Likewise, as already noted, the method by which the Ekumfi police chose to intervene, primarily on behalf of Mr. Dawson, had absolutely no professional credibility whatsoever. It clearly appears that the Ekumfi police had rather unprofessionally allowed themselves to be unwisely and unduly drawn into a situation which must have been purely personal on the part of a publicly embarrassed Mr. Dawson, who capriciously felt the need to gratuitously establish his relative political preeminence.
As of this writing, the executive operatives of the Ghana National Association of Teachers (GNAT), both at the regional and national levels, had reportedly had their say on the matter. But other than calling for the prompt release of one of their own and the issuance of a sharply worded condemnatory note, the GNAT leaders did not appear to have had much else to say. In other words, were these GNAT leaders on top of affairs, they would have promptly called for the removal or dismissal of Mr. Dawson from his post by President John Dramani Mahama, the man who personally appointed him.

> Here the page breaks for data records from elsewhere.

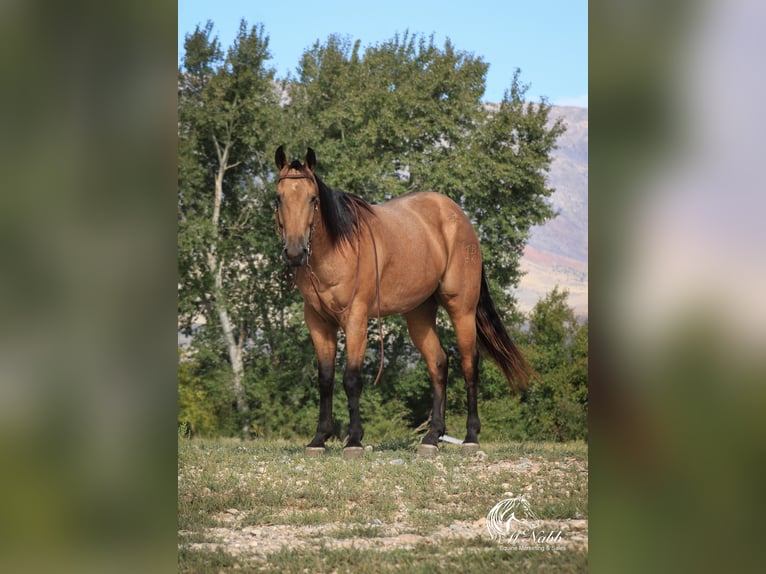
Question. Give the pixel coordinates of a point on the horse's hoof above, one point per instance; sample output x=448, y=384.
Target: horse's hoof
x=312, y=451
x=352, y=452
x=427, y=450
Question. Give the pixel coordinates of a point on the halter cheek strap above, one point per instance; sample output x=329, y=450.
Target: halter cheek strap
x=280, y=227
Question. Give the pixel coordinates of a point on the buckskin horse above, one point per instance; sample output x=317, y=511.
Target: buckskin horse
x=407, y=256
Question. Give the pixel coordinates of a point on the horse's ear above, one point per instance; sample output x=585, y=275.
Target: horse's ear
x=280, y=158
x=311, y=159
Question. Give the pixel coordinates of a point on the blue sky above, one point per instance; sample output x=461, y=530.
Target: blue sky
x=547, y=39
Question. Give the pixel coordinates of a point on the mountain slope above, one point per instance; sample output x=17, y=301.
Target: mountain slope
x=557, y=252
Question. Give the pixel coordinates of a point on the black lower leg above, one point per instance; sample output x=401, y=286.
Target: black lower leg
x=438, y=420
x=352, y=383
x=473, y=425
x=326, y=384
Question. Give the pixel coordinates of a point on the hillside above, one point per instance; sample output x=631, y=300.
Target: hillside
x=557, y=252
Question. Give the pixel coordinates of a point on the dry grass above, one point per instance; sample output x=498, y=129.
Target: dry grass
x=264, y=506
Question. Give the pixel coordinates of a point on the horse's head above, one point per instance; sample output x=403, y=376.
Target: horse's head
x=297, y=206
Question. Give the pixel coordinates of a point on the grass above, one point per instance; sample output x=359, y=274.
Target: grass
x=263, y=506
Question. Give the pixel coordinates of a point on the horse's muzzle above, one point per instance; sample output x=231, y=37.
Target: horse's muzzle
x=297, y=256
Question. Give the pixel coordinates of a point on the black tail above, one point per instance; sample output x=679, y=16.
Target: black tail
x=496, y=342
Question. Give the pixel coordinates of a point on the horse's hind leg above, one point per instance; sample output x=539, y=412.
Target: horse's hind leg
x=465, y=333
x=421, y=323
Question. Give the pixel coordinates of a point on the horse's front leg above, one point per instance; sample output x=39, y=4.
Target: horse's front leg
x=324, y=335
x=356, y=343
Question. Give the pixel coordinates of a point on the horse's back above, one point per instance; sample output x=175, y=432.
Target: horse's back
x=428, y=245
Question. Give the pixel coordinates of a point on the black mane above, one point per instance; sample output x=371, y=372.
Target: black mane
x=341, y=213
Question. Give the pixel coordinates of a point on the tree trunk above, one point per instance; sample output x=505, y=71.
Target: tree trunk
x=220, y=301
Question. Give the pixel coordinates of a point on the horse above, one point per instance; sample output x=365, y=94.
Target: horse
x=354, y=261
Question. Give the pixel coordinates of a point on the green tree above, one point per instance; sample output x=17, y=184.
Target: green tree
x=556, y=405
x=406, y=115
x=226, y=111
x=400, y=116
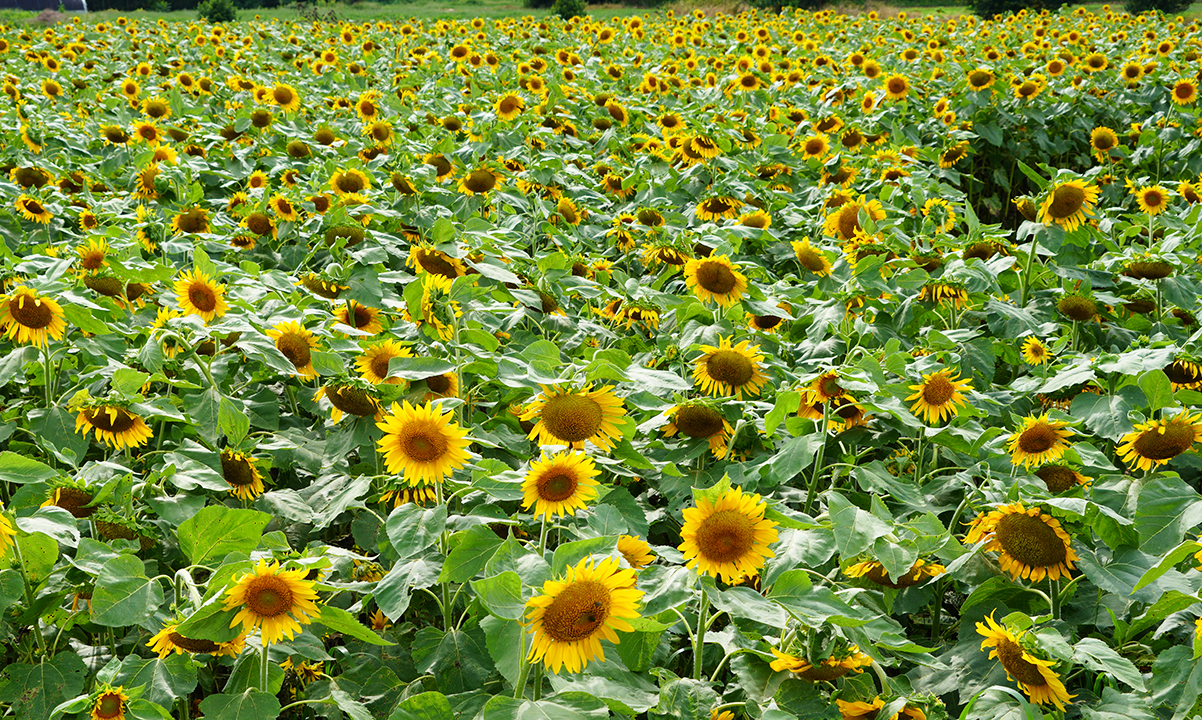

It well appears that DCE Dawson had called a conference/meeting of some sort at which he had cavalierly presumed to either crassly intimidate or put these “village teachers” in their place. Unfortunately for Mr. Dawson, Teacher Hammond would have none of it. And so Mr. Dawson had to teach Mr. Hammond “where real power lies.” Well, as I clearly adumbrated at the beginning of this column, in an enviably functioning democracy it is among the people where real power lies, and Mr. Dawson would have conducted himself with utmost professionalism if he had been elected by the people instead of a neo-colonialist President Mahama, sitting comfortably at the Flagstaff in Accra. And he would have chosen his words very carefully, wisely, diplomatically and thoughtfully.